# need help 81 4000 5+5 quattro



## golf4mo (Aug 25, 2007)

Any body know anything about this car ? 2dr 4000 5cyl 5spd quattro!
ICC


----------



## alpinweiss (Aug 10, 2007)

*Re: need help 81 4000 5+5 quattro (golf4mo)*

I am not sure what kind of information you are seeking. I worked on some a number of years ago. Most Audis of this vintage are now "retired".
Layout of car: In-line 5 cylinder engine, longitudinally mounted, Bosch K jetronic injection. 5 speed manual transmission mounted behind engine, with front half-shafts coming out either side of the front of the transmission.
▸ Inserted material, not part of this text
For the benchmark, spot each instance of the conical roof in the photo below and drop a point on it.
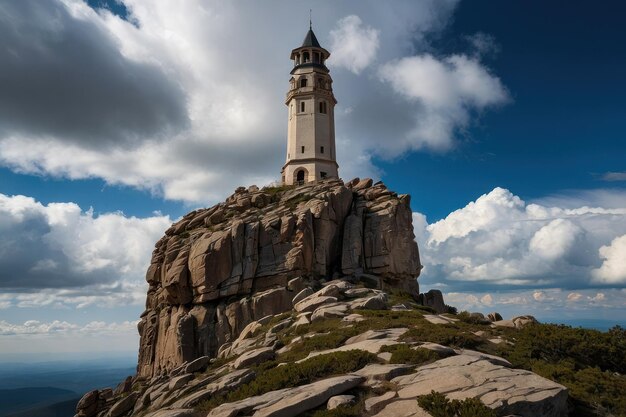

Quattro models have an additional drive shaft out the rear of the transmission.
Many mechanical parts are interchangeable with VW Passat (Dasher, Quantum, etc.).


----------



## Gruppe B (Nov 29, 2002)

*Re: need help 81 4000 5+5 quattro (golf4mo)*

The 81 4000 5+5 is only FWD.
The first 4000 quattro (not the UrQuattro) showed up in 1984.


----------



## germanborncarnut (Sep 13, 2007)

*Re: need help 81 4000 5+5 quattro (golf4mo)*

Sure, what's up?


----------